Stefan Sagmeister
I quite enjoyed Sagmeister’s presentation on happiness…where else but a design conference would you find a talk on that topic?[1] Early in, he suggested that visualizing happiness with design is easy (photos of someone laughing or a smiley face will do it) but that creating design that provokes happiness in the viewer is something else entirely. He then shared three designs that have made him happy recently:
- Emma Gasson made a day-planner with room for 82 years, the current life expectancy of a British citizen. It looked to be about a foot thick.
- Omnivisu. Richard The and Willy Sengewald constructed a kiosk in Berlin with video cameras inside.
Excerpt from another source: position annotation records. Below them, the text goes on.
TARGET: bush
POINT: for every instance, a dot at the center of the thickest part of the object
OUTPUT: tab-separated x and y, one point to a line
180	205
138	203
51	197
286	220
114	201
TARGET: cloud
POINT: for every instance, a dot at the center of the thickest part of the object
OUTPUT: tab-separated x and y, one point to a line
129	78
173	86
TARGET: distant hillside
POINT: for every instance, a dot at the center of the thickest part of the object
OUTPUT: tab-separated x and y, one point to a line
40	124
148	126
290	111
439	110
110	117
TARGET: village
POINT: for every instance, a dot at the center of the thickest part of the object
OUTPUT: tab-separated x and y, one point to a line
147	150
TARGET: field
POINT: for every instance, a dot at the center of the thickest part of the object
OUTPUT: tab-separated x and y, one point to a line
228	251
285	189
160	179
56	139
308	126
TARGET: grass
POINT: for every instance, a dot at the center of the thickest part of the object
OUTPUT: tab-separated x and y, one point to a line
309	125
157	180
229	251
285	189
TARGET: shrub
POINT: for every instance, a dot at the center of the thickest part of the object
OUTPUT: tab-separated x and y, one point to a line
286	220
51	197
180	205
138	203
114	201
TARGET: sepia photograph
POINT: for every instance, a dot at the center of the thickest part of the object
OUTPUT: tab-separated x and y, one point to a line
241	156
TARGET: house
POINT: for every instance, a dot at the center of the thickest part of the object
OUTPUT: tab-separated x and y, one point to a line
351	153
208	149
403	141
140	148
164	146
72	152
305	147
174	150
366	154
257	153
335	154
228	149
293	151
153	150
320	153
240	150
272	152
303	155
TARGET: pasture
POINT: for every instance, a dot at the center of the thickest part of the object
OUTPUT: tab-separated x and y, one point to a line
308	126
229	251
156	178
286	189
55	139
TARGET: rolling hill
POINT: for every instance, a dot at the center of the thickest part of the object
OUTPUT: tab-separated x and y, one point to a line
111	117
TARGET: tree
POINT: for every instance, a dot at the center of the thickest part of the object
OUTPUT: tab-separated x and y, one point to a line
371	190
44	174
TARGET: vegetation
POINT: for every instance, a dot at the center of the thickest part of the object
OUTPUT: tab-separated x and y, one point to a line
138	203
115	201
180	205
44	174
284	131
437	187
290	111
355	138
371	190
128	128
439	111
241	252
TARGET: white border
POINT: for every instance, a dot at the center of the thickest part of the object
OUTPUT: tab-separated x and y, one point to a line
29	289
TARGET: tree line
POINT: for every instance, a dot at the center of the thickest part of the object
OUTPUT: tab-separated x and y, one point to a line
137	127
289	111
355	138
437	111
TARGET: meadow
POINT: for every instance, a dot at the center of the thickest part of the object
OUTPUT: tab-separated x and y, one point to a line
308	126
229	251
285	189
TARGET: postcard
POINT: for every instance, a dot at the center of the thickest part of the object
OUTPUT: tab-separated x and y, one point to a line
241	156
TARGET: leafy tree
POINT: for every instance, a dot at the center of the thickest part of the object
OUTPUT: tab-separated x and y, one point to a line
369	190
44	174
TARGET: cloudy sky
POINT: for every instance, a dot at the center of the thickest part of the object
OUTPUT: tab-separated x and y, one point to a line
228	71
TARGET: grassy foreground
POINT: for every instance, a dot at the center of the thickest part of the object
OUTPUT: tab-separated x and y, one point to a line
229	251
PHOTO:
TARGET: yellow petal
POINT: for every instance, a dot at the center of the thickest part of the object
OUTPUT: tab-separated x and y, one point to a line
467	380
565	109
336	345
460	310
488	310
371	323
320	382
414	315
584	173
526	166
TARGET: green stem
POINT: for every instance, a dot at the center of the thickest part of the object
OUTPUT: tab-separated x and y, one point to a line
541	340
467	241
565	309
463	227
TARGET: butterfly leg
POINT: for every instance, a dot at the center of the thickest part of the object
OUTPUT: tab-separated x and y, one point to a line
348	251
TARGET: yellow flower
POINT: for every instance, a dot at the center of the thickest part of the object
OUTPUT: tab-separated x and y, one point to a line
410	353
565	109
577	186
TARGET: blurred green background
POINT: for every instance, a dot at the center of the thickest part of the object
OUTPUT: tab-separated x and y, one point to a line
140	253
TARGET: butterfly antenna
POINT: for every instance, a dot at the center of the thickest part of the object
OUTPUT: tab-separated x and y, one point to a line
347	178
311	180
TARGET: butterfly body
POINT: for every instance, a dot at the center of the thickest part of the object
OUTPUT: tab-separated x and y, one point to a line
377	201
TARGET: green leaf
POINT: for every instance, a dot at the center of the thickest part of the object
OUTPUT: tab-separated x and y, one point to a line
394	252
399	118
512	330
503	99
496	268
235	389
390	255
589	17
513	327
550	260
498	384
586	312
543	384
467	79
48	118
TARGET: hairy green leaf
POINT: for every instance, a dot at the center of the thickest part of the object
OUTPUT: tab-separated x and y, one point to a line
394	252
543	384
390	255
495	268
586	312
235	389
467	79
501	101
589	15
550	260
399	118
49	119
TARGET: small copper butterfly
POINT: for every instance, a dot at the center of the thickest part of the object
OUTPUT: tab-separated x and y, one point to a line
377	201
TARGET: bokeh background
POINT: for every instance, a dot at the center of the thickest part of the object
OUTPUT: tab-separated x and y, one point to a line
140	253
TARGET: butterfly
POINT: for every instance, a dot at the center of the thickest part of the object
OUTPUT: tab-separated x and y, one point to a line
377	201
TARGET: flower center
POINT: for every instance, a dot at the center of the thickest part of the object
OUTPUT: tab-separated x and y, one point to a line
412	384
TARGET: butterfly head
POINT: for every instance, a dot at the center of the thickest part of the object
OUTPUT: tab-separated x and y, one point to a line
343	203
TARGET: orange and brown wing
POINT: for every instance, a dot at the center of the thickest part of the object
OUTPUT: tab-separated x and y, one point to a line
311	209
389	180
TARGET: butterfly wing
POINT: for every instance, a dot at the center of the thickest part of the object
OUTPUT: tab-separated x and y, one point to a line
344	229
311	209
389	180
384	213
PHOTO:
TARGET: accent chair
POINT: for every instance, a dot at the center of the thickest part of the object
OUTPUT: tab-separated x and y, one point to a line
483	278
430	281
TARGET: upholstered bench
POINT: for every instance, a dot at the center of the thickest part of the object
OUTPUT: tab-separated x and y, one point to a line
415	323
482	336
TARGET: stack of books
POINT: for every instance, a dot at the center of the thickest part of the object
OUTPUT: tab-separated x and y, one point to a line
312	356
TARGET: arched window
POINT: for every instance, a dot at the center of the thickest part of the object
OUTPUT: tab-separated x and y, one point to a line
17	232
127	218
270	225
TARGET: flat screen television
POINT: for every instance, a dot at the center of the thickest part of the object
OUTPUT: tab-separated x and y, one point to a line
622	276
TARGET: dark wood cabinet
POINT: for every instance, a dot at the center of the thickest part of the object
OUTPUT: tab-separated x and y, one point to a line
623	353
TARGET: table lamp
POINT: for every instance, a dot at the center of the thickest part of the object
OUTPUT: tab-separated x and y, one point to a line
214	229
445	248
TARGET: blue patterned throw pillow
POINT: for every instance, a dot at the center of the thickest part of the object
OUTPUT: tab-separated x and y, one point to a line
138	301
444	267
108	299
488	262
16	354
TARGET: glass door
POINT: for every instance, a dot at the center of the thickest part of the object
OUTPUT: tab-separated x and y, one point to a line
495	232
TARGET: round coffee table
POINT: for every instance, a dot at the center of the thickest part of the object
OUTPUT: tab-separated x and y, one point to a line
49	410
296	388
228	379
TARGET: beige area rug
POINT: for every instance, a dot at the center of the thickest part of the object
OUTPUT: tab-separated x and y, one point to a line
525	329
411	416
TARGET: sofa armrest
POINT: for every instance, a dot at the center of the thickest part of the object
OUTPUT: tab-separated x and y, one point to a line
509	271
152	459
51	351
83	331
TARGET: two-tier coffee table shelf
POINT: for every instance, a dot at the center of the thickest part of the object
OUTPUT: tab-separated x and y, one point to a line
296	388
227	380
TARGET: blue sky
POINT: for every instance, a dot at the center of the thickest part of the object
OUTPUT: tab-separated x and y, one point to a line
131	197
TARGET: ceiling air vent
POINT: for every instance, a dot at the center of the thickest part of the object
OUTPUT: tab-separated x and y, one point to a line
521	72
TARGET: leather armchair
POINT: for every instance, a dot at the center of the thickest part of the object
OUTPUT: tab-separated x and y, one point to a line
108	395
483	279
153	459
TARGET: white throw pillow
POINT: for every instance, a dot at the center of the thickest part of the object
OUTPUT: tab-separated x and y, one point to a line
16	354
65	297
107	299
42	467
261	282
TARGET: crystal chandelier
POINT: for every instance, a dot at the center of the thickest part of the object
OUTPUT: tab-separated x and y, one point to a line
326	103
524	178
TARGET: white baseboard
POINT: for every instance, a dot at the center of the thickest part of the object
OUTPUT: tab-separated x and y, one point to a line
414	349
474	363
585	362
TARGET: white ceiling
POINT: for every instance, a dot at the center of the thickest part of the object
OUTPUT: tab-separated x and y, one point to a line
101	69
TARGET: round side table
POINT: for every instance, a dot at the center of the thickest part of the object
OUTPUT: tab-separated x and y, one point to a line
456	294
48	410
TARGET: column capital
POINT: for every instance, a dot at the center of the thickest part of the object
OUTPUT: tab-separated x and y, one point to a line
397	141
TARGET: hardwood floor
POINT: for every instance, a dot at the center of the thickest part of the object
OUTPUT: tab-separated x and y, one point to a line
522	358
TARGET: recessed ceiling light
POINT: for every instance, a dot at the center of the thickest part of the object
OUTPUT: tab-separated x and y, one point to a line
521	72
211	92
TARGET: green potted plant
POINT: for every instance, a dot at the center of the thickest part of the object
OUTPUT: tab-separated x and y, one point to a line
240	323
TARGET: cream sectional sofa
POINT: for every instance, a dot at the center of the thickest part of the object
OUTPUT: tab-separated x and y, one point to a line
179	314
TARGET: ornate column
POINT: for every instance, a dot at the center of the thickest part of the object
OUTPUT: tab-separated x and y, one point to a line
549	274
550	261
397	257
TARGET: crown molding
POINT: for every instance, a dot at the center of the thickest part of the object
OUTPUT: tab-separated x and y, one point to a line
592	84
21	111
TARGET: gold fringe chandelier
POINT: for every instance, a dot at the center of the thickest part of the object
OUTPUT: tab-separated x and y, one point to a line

When you look into the kiosk through the viewfinder (very much like peering into a pair of binoculars), the cameras record your eyes and beam the video to a nearby location where the images are projected onto a building which rather looks like it’s got a head. When you blink into the kiosk, the building’s head blinks also.
- Ji Lee pastes empty speech bubbles over advertisements on the streets of Manhattan, people often fill them in, and Lee returns to photograph the results.
Sagmeister wrapped up his talk with a list of things he has learned and how he’s used that list in a recent series of projects:
- “everything i do always comes back to me”
- “trying to look good limits my life”
- “everybody thinks they are right”
- “money does not make me happy”
- “thinking life will be better in the future is stupid. i have to live now”
- “complaining is silly. act or forget.”
- “having guts always works out for me”
“Complaining is silly…” is my favorite, both as advice and his implementation of the design. A few of these are in this video shot by Hillman Curtis.
[1] Ok, maybe at a clown conference, but still.